Movement leaders say they will not participate in further talks with the Mexican government unless construction on the plant, being developed by Switzerland-based Proman Gas y Petroquímica de Occidente (GPO), is suspended.
The action came after weeks of intensive protests. On June 12, Environment Minister Alicia Bárcena met with community representatives in the nearby town of Los Mochis, where she announced a new environmental inspection of the project, guarantees for the right to protest and continued dialogue with affected communities.
“I know there are legitimate concerns about the possible environmental and social impacts of these projects, and I want to tell you that we are here precisely to listen,” Bárcena told community representatives.
The project lies within territory claimed by Yoreme-Mayo communities as part of their ancestral lands. “We’ve done years of dialogue …and I believe they know the subject well; they know this project is mired in major irregularities,” said Yoreme traditional governor Felipe Montaño.
Opponents say the plant, under construction since 2024, threatens the ecosystem of Ohuira Bay, the traditional Yoreme way of life and the fishing economy on which many local communities depend. The bay is part of a Ramsar-listed wetland of international importance.
Montaño also called on German development bank KfW to reconsider its support for the project. “This bank cannot finance a project that is going to cause an ethnocide and an ecocide.”

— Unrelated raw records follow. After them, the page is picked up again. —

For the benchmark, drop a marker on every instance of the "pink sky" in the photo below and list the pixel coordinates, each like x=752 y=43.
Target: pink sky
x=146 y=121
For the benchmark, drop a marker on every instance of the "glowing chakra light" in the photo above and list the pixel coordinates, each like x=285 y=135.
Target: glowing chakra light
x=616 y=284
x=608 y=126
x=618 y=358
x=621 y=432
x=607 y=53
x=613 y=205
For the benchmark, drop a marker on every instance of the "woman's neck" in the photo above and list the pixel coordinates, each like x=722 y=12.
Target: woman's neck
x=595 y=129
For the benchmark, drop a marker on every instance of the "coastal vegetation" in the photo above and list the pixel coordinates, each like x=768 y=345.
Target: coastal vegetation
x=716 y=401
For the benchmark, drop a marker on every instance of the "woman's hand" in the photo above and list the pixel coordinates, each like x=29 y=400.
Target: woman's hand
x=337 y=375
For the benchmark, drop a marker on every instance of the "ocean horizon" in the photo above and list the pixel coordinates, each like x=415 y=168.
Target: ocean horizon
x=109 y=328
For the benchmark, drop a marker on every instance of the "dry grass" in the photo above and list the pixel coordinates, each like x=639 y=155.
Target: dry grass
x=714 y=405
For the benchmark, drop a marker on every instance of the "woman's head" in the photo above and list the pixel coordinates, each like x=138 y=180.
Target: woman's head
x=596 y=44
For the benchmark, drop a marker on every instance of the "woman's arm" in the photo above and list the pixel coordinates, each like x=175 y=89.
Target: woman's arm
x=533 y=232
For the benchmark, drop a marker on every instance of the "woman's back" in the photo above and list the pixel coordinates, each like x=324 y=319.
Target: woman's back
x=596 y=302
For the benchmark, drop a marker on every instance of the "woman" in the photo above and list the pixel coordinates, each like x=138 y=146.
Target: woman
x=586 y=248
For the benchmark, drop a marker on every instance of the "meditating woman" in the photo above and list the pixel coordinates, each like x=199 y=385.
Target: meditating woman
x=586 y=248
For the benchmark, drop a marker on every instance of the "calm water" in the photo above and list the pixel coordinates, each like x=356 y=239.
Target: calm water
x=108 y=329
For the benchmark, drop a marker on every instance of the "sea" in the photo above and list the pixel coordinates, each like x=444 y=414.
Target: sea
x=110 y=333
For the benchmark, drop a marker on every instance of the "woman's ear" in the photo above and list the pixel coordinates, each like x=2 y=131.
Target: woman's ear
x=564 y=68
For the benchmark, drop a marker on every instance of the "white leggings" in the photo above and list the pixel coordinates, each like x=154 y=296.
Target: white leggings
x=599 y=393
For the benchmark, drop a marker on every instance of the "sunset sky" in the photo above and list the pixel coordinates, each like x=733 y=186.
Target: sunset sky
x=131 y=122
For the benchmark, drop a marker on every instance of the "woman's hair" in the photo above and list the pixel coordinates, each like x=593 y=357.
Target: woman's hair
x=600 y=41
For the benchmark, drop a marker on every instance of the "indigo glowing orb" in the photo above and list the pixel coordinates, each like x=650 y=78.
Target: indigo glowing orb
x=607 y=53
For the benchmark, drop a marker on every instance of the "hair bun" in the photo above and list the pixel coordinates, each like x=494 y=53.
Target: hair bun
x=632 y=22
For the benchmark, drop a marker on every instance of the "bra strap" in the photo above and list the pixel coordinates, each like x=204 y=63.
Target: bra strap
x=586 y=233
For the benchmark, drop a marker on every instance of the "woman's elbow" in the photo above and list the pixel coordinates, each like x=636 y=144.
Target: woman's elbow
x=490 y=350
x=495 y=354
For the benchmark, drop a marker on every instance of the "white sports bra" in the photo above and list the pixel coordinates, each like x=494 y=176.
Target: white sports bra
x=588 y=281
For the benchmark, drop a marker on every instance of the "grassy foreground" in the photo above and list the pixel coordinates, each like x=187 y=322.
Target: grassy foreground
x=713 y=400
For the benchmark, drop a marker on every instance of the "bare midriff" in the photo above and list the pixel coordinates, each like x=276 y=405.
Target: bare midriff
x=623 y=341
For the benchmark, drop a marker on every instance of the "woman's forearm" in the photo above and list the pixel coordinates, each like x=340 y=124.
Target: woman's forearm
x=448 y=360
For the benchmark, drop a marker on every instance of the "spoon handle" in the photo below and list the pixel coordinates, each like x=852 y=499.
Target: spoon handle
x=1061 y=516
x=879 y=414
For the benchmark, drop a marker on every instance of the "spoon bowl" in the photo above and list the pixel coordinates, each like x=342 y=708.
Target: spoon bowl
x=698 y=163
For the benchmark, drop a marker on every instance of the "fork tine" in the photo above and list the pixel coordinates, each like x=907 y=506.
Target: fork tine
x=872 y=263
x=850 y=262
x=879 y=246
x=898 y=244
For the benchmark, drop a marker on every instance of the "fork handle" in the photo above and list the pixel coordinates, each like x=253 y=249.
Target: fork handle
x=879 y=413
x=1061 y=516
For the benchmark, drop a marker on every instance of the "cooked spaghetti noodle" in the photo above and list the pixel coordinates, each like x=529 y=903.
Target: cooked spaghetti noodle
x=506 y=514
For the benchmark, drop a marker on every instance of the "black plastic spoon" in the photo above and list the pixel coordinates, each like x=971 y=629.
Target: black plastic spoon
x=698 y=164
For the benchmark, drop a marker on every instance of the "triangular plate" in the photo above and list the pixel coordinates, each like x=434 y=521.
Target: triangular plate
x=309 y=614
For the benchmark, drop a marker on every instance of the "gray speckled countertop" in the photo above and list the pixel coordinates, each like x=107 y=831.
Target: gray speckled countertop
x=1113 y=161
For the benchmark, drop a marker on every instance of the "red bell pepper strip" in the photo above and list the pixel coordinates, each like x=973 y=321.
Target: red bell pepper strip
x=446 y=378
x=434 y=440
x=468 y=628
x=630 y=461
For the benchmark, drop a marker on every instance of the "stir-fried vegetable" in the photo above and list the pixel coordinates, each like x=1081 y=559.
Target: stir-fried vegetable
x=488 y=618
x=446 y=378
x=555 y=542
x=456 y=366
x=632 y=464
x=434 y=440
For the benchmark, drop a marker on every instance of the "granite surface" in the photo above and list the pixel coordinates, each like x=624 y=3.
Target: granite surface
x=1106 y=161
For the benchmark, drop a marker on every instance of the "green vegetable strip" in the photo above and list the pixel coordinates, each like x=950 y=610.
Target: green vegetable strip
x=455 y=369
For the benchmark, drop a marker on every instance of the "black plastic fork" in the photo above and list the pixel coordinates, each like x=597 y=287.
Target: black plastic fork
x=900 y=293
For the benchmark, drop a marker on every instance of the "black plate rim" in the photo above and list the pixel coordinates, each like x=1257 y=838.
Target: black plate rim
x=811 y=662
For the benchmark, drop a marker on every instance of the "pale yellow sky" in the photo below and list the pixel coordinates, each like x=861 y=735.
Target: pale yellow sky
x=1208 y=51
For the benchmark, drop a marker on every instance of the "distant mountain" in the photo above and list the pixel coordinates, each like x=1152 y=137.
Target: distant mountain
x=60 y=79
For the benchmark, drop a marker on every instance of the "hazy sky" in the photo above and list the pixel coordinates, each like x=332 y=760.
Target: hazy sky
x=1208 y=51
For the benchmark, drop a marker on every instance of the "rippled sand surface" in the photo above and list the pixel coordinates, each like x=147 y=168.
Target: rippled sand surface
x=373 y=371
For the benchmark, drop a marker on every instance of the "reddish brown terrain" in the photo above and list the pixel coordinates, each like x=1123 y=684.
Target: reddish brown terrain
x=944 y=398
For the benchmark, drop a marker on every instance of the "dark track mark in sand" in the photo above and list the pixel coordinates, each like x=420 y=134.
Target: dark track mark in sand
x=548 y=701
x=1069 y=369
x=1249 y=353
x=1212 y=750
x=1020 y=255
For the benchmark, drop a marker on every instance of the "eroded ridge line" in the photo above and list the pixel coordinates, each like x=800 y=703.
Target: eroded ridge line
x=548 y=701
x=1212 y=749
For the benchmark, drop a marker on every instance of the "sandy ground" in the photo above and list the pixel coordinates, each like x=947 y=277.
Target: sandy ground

Activists said the encampment had grown to around 200 people by late Monday afternoon. Montaño said some workers had arrived at the site but did not attempt to enter the facility. He said several expressed sympathy for the protest. “The project is already 80% complete, so we have no choice,” said Montaño. “We will fight to the last consequences. If we must give our lives here, we are prepared to do so.”
Protesters mount round-the-clock resistance as Topolobampo ammonia plant nears completion
A week before, thousands joined a march from Los Mochis toward Topolobampo, ending with a symbolic “closure” of the plant. Meanwhile, solidarity demonstrations have taken place in Mexican cities including Culiacán, Mazatlán, Monterrey and Mexico City, where activists assembled in front of the German Embassy.
After 17 days encamped in a different part of the port, where they tried to block delivery of company equipment, Indigenous authorities decided to move their blockade to the plant’s entrance.
KfW IPEX-Bank, which helped finance the project, did not directly address questions about the recent protests or the Environment Ministry’s (Semarnat) intervention, instead referring Mexico News Daily to a November 2025 response to the UN human rights office defending the project’s environmental review and consultation process.
Semarnat and GPO did not respond to requests for comment before publication.
The plant originally broke ground in 2015 but was halted after Mexico’s Supreme Court ruled in 2022 that it had proceeded without proper Indigenous consultation. Construction resumed after a federal court upheld a subsequent consultation process in which the four communities closest to Ohuira Bay voted against the project, but were outvoted when seven additional, arguably less directly affected communities were added to the process.
Tracy L. Barnett is a Guadalajara-based freelance writer and the founder of The Esperanza Project.